Why tarp? Tarping loads on a flatbed trailer are essential so that the goods you are carrying are protected from nature’s elements; like wind, rain, snow, dust storms, etc… When you drive for System Transport as a flatbedder, getting cargo delivered safely and in perfect shape is a vital part of your job. Maintaining safety – your safety, the safety of your load, and the safety of others on the road around you is also vital for all flatbedders. Every System Transport flatbed driver knows how to tarp well and how to do it safely because tarping can be a dangerous job if done improperly.
In this blog, we discuss what tarping is and why it is important for flatbed truck drivers. We will cover the different types of flatbed loads that require tarping. For Owner Operators we will discuss how to best determine which tarp is right for your load. And finally we will provide tips for tarping safely and correctly as a System Transport Flatbed Driver.

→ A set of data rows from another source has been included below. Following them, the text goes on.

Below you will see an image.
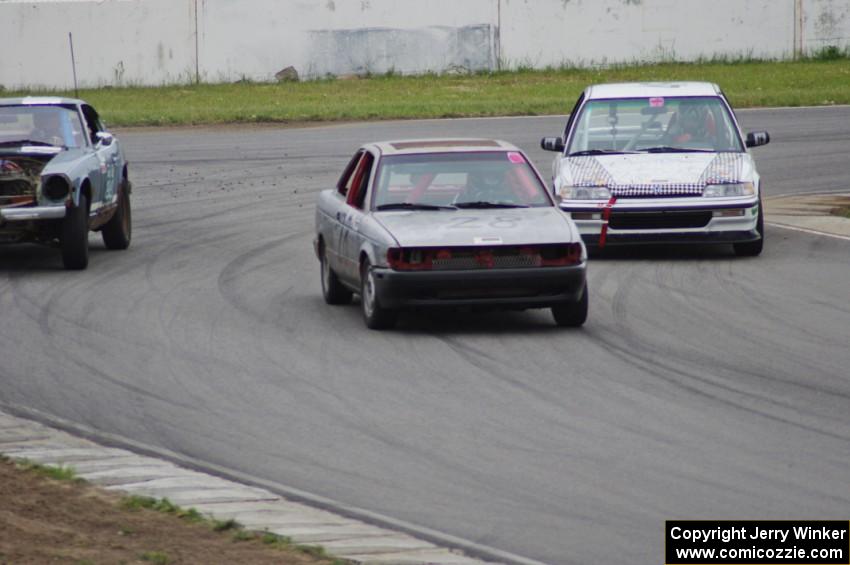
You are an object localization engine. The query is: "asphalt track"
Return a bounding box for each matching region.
[0,107,850,564]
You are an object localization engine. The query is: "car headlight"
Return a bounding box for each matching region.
[560,186,611,200]
[702,182,756,198]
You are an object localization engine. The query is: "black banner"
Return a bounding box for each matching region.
[664,520,850,565]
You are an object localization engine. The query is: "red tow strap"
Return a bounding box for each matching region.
[599,196,617,249]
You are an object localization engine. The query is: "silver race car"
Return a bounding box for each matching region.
[541,82,770,256]
[314,139,588,329]
[0,98,131,269]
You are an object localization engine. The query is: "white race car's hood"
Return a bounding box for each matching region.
[374,207,578,247]
[561,153,753,188]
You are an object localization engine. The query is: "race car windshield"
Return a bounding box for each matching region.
[567,96,744,156]
[372,151,553,210]
[0,105,85,147]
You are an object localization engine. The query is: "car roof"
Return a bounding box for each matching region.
[363,137,520,156]
[0,96,85,106]
[584,82,721,100]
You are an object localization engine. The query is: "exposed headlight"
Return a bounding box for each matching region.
[702,182,756,198]
[41,175,71,200]
[560,186,611,200]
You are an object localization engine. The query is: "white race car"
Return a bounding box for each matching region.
[541,82,770,256]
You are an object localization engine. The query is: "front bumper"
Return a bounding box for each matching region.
[0,204,67,222]
[375,263,586,309]
[561,197,761,245]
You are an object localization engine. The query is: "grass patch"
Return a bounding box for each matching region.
[7,56,850,126]
[16,459,85,483]
[212,518,242,532]
[140,551,171,565]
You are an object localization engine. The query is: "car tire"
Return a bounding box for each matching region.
[101,179,133,250]
[552,281,589,328]
[360,259,398,330]
[319,244,352,304]
[732,200,764,257]
[60,194,89,270]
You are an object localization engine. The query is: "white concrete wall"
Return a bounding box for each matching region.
[803,0,850,51]
[0,0,195,88]
[501,0,794,67]
[0,0,850,89]
[199,0,496,80]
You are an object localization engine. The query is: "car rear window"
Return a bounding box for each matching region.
[372,151,553,208]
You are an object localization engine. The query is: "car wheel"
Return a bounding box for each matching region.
[61,194,89,270]
[552,282,589,328]
[101,180,133,249]
[360,259,398,330]
[319,245,352,304]
[732,200,764,257]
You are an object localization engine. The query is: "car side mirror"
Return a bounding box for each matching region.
[747,131,770,147]
[540,137,564,153]
[94,131,115,147]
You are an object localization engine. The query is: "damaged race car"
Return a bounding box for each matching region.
[314,139,588,329]
[541,82,770,256]
[0,97,132,269]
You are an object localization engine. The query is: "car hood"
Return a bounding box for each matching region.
[374,207,577,247]
[561,153,754,188]
[0,147,85,177]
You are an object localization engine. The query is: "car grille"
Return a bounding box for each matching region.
[611,184,703,198]
[608,211,712,230]
[0,159,44,206]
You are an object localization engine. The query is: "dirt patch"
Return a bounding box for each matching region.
[0,458,342,565]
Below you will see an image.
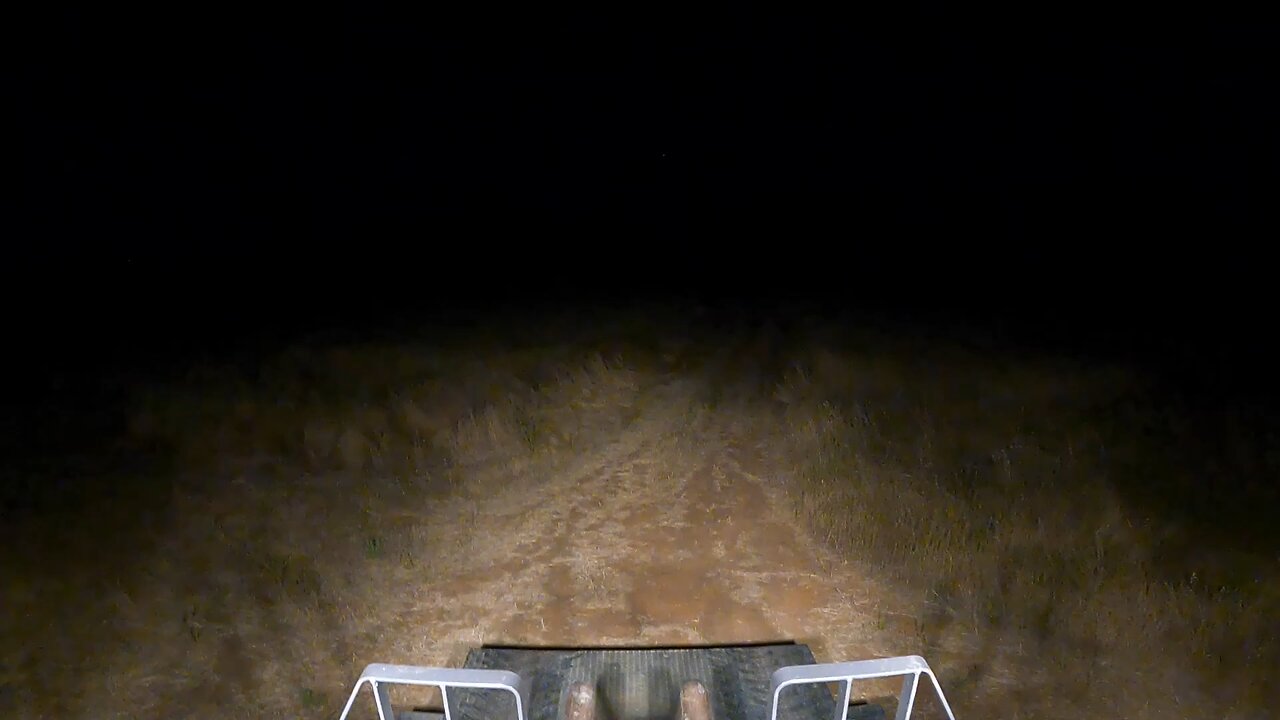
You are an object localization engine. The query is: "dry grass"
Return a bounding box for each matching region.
[762,333,1280,717]
[0,310,1280,717]
[0,320,652,717]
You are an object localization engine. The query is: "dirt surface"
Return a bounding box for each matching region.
[391,399,901,681]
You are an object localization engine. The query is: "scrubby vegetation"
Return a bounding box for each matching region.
[0,308,1280,717]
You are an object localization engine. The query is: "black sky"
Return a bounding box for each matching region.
[5,9,1280,363]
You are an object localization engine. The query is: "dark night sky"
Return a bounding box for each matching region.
[5,12,1280,371]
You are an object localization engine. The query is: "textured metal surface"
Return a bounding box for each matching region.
[451,643,836,720]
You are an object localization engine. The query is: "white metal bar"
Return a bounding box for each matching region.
[338,662,530,720]
[769,655,955,720]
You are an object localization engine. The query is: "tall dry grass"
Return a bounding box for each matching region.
[0,320,670,717]
[776,335,1280,717]
[0,310,1280,717]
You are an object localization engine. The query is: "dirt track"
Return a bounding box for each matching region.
[396,397,876,664]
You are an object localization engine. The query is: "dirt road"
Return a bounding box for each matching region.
[396,397,878,664]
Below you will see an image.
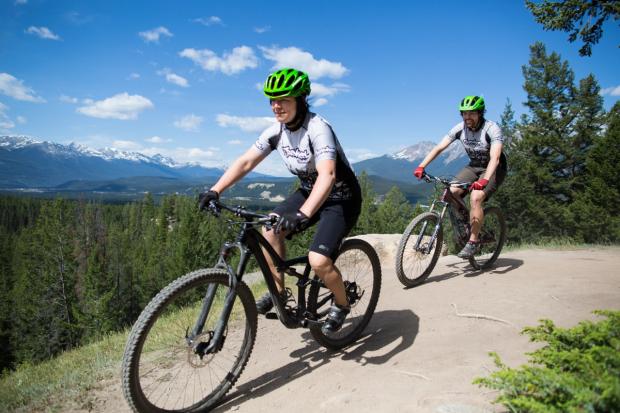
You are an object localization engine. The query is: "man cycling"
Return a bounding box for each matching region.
[200,68,362,334]
[413,96,507,259]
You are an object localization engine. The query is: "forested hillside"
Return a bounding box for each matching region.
[0,172,422,370]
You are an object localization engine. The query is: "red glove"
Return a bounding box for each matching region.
[469,178,489,191]
[413,166,424,179]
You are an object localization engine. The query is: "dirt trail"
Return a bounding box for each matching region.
[85,235,620,413]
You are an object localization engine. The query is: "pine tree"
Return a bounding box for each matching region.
[351,171,378,235]
[525,0,620,56]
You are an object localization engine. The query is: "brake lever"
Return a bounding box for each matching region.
[208,200,222,217]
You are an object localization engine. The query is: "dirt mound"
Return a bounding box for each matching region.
[82,241,620,413]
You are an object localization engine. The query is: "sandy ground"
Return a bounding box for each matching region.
[85,235,620,413]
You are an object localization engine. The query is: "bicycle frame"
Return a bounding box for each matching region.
[414,174,469,254]
[186,204,329,354]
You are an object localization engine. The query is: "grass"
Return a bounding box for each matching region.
[0,331,128,412]
[502,239,618,252]
[0,281,267,413]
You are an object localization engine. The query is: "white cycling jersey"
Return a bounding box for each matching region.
[254,112,357,200]
[446,119,505,167]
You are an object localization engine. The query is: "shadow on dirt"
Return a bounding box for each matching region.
[403,258,523,290]
[214,310,420,412]
[465,258,523,277]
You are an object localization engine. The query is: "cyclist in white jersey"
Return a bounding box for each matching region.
[413,96,507,258]
[199,68,362,334]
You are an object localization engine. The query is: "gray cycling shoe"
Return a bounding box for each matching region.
[321,304,351,334]
[456,241,480,259]
[256,291,273,314]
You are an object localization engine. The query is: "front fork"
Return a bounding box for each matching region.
[186,242,250,358]
[414,201,448,255]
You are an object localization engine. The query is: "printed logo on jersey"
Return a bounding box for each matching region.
[282,146,310,162]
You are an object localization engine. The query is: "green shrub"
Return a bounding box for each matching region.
[474,311,620,413]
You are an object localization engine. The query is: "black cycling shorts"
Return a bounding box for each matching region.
[273,185,362,260]
[455,163,506,200]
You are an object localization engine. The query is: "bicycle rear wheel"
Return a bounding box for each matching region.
[395,212,443,287]
[308,238,381,350]
[122,269,257,413]
[469,207,506,270]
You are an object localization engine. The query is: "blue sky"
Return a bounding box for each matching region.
[0,0,620,175]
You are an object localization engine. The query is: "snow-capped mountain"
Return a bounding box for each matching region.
[0,136,230,188]
[0,136,468,189]
[392,141,467,165]
[353,142,469,182]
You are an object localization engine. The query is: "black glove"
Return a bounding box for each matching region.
[198,190,220,211]
[275,211,309,234]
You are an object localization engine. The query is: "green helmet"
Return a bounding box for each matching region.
[459,96,484,112]
[263,68,310,99]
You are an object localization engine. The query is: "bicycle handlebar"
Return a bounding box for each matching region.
[208,200,278,224]
[422,171,471,189]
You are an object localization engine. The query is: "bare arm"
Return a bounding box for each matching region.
[419,137,452,168]
[299,159,336,218]
[211,147,267,194]
[484,143,504,180]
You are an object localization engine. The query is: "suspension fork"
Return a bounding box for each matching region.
[192,230,251,354]
[414,200,448,254]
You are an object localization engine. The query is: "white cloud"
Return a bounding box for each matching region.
[26,26,60,40]
[0,102,15,130]
[254,26,271,34]
[58,95,78,104]
[140,147,224,167]
[0,73,45,103]
[166,73,189,87]
[260,47,349,79]
[157,68,189,87]
[601,86,620,96]
[138,26,173,43]
[145,136,172,143]
[65,11,93,26]
[215,114,275,132]
[0,118,15,130]
[312,82,351,97]
[193,16,224,26]
[77,92,154,120]
[312,98,328,107]
[174,113,203,132]
[112,140,141,151]
[179,46,258,75]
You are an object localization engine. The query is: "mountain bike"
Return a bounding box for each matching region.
[395,172,506,287]
[122,201,381,413]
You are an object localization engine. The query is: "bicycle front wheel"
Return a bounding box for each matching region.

Can tarping a load be dangerous for truck drivers?
When you utilize a tarp, it’s important to remember that these protective devices can pose risks for many reasons. They are large, weighing up to 150 pounds, so they can be difficult to move around. Injuries from improper tarping can include anything from muscle strains to fatal falls, especially in bad weather. Regulations require safe tarping practices, and System Transport offers ways to follow these through rigorous training and orientation guides. System Transport flatbed drivers are expected to follow all laws and safety practices at all times.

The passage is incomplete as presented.